O professor refém

1985

Para quem vive e convive com o cotidiano da escola sabe o quanto essa condição de refém é prejudicial à saúde e ao bem estar do professor. Não se faz educação de qualidade sem que o professor tenha condições dignas de exercer seu trabalho.

Em tempos de crise na educação, de ataque às escolas, de aulas remotas, de obscurantismo tomando conta das redes sociais, dos discursos de ódio contra pessoas que pensam diferente, na eminência de um novo surto de doenças consideradas extintas, a identidade e importância do professor se faz sentir com toda força intensidade.
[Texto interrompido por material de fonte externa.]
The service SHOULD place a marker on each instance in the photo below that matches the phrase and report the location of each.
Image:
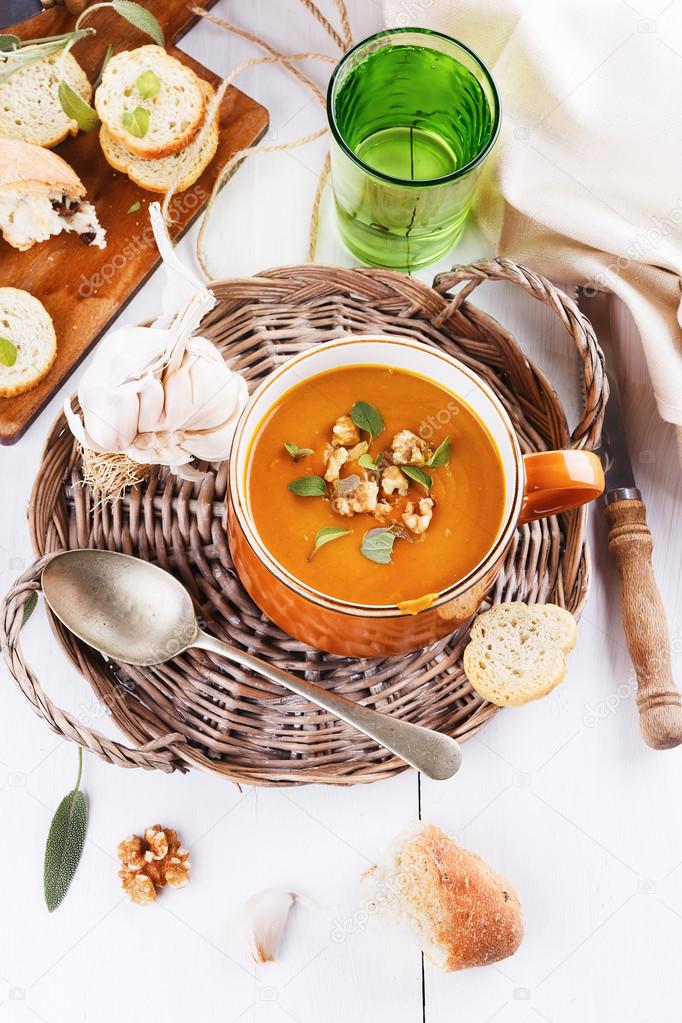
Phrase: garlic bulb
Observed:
(262, 922)
(158, 394)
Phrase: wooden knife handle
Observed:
(644, 623)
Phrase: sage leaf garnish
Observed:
(367, 417)
(418, 476)
(148, 85)
(77, 108)
(297, 452)
(64, 843)
(29, 608)
(441, 455)
(136, 122)
(326, 535)
(309, 486)
(377, 545)
(8, 352)
(140, 17)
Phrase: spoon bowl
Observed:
(136, 613)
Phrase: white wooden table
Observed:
(560, 796)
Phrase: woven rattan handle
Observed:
(644, 624)
(156, 755)
(588, 431)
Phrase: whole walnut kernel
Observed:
(148, 863)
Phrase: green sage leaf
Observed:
(309, 486)
(140, 17)
(367, 417)
(148, 85)
(8, 352)
(77, 108)
(136, 122)
(326, 535)
(64, 843)
(441, 455)
(29, 608)
(418, 476)
(377, 545)
(297, 452)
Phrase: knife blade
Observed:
(630, 544)
(614, 451)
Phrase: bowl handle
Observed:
(556, 481)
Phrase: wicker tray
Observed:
(198, 711)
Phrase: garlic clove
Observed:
(262, 922)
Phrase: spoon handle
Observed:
(437, 755)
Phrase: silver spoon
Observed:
(137, 613)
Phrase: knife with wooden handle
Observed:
(630, 544)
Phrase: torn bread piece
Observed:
(461, 912)
(41, 195)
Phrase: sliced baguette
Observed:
(26, 323)
(158, 175)
(176, 113)
(517, 653)
(30, 107)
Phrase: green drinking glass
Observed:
(413, 115)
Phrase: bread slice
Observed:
(517, 653)
(42, 195)
(158, 175)
(176, 113)
(30, 107)
(461, 912)
(27, 324)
O professor é um sujeito social milenar que precisa ser compreendido dentro dos diversos tempos e espaços que ocupa. Não há dúvida de sua importância histórica, de seu papel na consolidação de uma sociedade democrática e de sua relevância na formação das novas gerações.

A experiência traumática da pandemia vivida recentemente, reacendeu um debate fundamental sobre o papel do professor nos dias atuais. Pais que defendiam educação domiciliar ou homeschooling para ficar numa expressão americanizada, entusiastas da Educação à Distância, pessoas e que aplaudiram propostas de políticos que almejam transformar tudo em educação a distância, com a recente experiência da pandemia se sentem retraídos, desconfortáveis e se dão conta que a escola presencial e o professor são imprescindíveis.
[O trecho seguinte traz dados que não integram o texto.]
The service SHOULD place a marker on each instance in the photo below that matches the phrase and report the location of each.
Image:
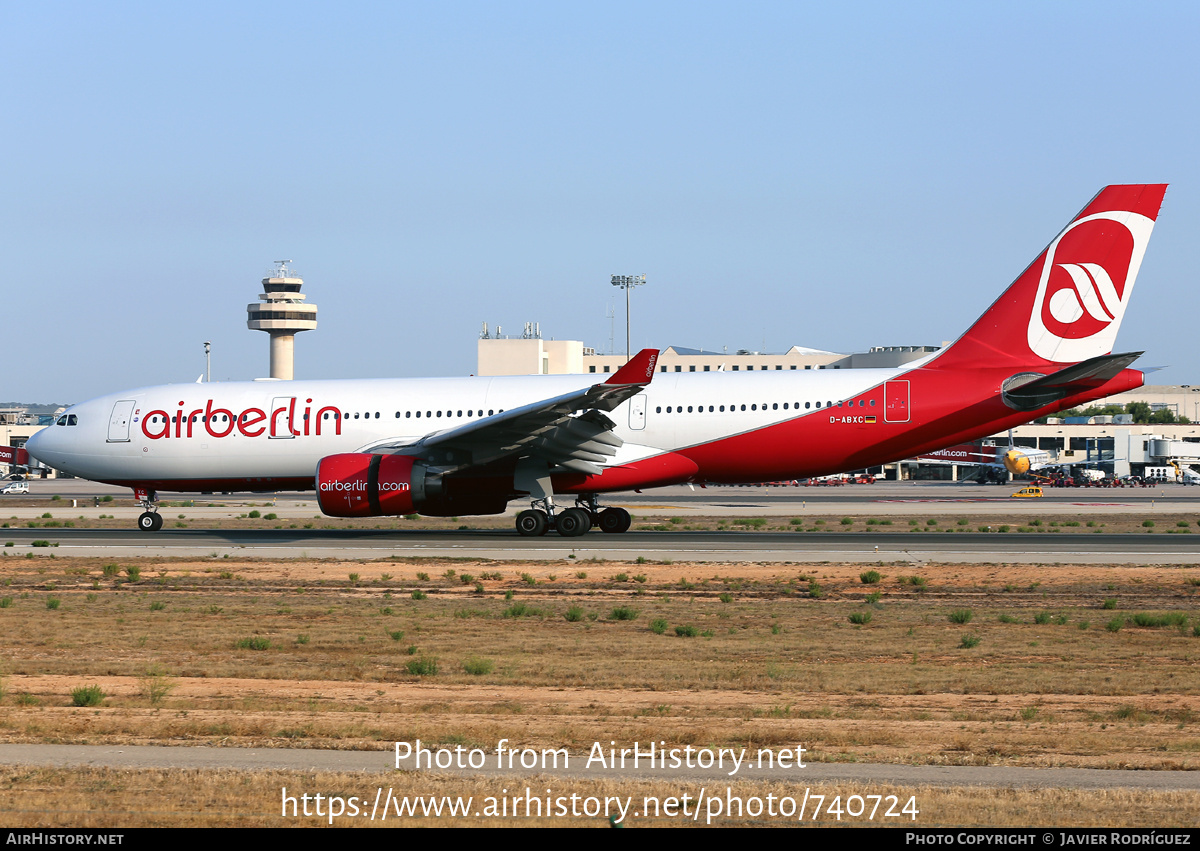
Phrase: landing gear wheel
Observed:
(574, 522)
(532, 522)
(615, 520)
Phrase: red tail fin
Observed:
(1068, 304)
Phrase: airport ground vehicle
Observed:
(472, 445)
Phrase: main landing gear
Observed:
(574, 521)
(149, 520)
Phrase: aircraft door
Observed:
(280, 418)
(895, 401)
(637, 412)
(119, 423)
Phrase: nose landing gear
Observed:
(149, 520)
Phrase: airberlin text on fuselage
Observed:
(250, 423)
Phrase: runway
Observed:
(693, 546)
(383, 761)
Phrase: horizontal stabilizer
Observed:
(1029, 391)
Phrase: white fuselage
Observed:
(270, 430)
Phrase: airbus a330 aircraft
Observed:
(469, 445)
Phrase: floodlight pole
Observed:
(628, 282)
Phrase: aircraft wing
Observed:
(551, 429)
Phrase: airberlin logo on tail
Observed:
(1085, 285)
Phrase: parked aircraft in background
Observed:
(472, 445)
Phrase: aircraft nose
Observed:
(41, 445)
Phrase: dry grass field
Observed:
(1005, 664)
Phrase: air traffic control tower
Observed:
(282, 316)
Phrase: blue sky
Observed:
(834, 177)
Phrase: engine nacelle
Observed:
(363, 485)
(1018, 461)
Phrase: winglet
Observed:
(640, 369)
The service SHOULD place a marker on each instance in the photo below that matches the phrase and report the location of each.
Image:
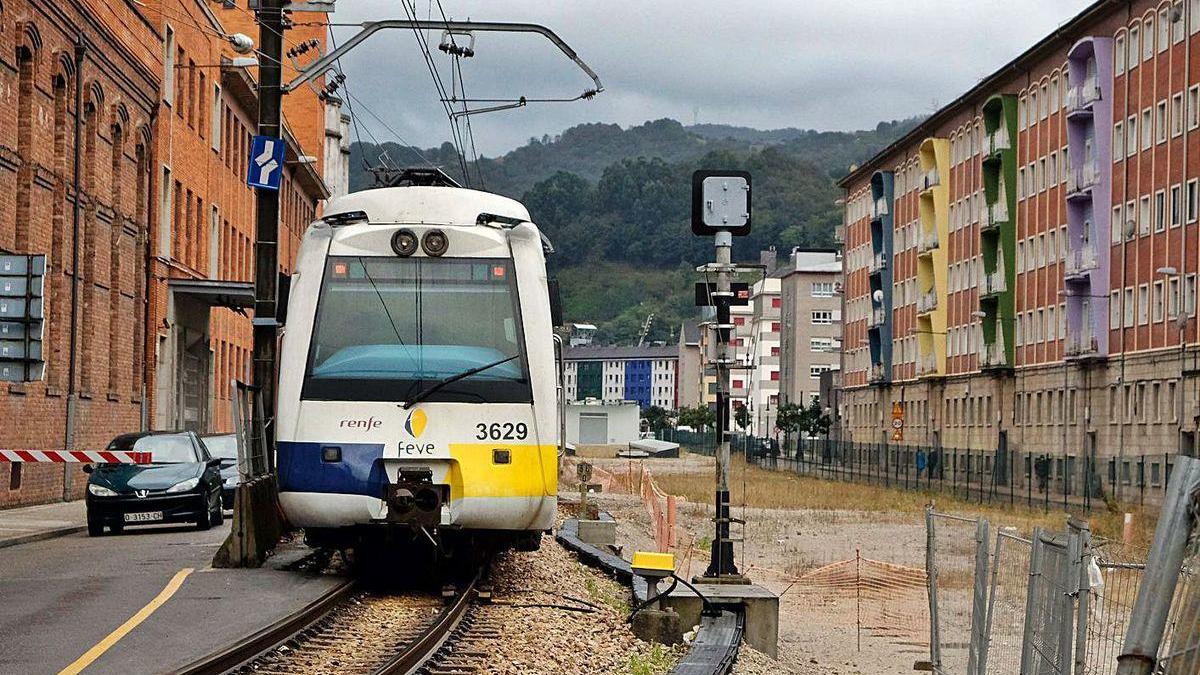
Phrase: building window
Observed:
(1194, 101)
(1161, 123)
(822, 290)
(1147, 39)
(168, 65)
(1177, 114)
(215, 118)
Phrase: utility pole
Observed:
(270, 94)
(720, 208)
Retomei recentemente a leitura do livro O professor refém (Editora Record, 2006), da filósofa e educadora carioca Tania Zagury. Trata-se da publicação de uma importante pesquisa realizada por Zagury com 1.172 professores de educação básica em escolas públicas e privadas de todo o país. Dentre as perguntas de pesquisa exploradas por Zagury destacam-se as seguintes: o que pensam os professores que atuam com nossos filhos na salas de aula? Quais são suas maiores dificuldades? Como veem a educação que os pais dão hoje às crianças? Que avaliação fazem das recentes mudanças educacionais?

A pauta desenvolvida por Zagury no livro não é pequena – progressão automática, (in) disciplina, dificuldades em sala de aula, temas transversais, avaliação, recuperação paralela, condições de trabalho -, enfim, todos os elementos que habitam – e muitas vezes atormentam – o cotidiano dos professores.  Os professores que tiverem a possibilidade de ler a pesquisa sistematizada no livro irão reconhecer sua própria vida na maior parte das respostas compiladas pela pesquisadora.

Mas afinal, de quem o professor hoje é refém?

De forma resumida, a partir da pesquisa realizada, Tânia Zagury responde: refém da má qualidade de ensino que ele mesmo teve; refém do tempo que necessita, mas de que não dispõe; refém das pressões internas que sofre do sistema; refém da própria consciência, que lhe revela sua impotência; refém dos alunos, que o enfrentam em muitos casos; refém da família, que perdeu a autoridade sobre os filhos; refém da sociedade, que surpreende professores e gestores com medidas cautelares, mandados de segurança e processos …

Apesar de ser uma pesquisa realizada há quase vinte anos, sua atualidade salta aos olhos.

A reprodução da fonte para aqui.